You would think this post is about Covid but it's not, except for the last sentence. This is a post about suddenly realizing your on the downhill part of your life. I'm 58 this year and for some reason it's hit me hard. Suddenly I see all the things I didn't accomplish in my life:
Finding lasting love
Clean house
A career (although this one really doesn't bother me, but it should)
I never became a psychologist, which is what I always wanted to be. Too expensive so I thought being a bartender would get me those interactions. It did but also a lot of sad sad stories and drunk men wanting to date me. Which is probably why #1 never happened.
I feel like I didn't give my children the life they needed.

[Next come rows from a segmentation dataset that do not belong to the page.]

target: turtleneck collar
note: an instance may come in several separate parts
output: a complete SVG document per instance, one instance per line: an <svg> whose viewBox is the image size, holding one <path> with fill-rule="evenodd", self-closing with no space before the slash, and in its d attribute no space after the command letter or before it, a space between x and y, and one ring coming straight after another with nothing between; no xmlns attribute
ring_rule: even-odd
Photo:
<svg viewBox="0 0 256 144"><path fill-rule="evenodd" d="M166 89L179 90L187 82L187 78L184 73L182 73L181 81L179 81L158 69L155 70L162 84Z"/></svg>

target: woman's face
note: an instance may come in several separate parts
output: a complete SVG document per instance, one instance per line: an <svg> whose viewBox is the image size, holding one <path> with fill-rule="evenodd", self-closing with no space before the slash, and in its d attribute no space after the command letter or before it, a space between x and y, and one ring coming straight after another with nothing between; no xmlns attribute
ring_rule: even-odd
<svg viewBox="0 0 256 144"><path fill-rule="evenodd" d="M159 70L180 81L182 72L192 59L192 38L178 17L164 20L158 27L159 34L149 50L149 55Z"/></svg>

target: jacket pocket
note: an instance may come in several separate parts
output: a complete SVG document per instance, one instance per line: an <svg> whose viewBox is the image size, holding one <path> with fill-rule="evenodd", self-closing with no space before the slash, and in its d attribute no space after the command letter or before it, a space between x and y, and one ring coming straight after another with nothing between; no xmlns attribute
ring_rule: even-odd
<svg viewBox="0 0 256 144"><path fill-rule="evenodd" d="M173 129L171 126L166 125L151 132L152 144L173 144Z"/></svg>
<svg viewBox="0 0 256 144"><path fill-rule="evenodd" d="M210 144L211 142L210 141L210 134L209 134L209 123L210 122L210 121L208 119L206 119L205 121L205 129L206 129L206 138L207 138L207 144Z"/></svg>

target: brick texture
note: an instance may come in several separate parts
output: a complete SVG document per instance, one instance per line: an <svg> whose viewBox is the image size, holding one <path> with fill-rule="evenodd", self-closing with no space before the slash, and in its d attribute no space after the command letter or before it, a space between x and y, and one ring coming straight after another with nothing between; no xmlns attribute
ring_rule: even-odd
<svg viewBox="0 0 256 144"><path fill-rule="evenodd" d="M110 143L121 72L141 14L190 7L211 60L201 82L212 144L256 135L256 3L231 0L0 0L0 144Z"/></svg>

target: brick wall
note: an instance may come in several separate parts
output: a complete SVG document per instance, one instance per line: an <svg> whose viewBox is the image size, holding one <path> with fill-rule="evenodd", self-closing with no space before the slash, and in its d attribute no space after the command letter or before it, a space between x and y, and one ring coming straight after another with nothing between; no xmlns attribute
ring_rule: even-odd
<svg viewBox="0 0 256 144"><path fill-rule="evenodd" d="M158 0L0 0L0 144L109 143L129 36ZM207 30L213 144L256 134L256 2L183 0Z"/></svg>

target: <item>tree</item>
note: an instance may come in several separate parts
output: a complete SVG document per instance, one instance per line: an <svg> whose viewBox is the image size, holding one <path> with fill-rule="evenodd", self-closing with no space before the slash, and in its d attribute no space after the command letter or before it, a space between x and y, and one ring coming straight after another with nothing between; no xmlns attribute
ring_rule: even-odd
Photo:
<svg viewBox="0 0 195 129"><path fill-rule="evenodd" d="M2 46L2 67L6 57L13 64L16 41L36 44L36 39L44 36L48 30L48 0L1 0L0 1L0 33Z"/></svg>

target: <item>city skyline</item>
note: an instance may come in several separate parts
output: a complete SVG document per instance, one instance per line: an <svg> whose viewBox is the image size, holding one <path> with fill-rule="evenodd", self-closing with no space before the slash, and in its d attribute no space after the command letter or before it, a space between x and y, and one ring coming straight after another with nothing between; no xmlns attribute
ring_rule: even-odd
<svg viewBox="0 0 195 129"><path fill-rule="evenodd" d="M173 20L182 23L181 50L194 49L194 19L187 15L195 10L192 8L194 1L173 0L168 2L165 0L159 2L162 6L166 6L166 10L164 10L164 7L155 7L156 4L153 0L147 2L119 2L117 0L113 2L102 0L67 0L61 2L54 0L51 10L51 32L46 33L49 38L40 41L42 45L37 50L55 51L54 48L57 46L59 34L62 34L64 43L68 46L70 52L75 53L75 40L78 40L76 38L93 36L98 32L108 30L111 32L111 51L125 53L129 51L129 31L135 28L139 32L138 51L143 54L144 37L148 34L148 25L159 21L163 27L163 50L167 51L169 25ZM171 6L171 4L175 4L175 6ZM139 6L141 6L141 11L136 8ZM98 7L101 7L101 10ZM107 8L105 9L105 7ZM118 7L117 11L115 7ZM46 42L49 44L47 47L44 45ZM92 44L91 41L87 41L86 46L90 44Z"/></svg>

Right now I feel like I no longer can make a difference, like life is over somehow. I'm now old.
I've dated all the wrong men. All of them. They all had some kind of issue that made for a short term relationship. Why? They basically all had one or two of the same issues and I tolerated them for too long.
I hate my house and I wished I lived somewhere much smaller but my house now is too big to fix, so it falls apart around me.
I used to be the biggest Pollyanna in the world. The optimist, I was actually the president of the Optimist Club!
Why do I feel this way? Why do I feel like my life is over, I don't want to, I believe if you think something long enough it becomes reality!
Stupid Covid I've gained a lot of weight too!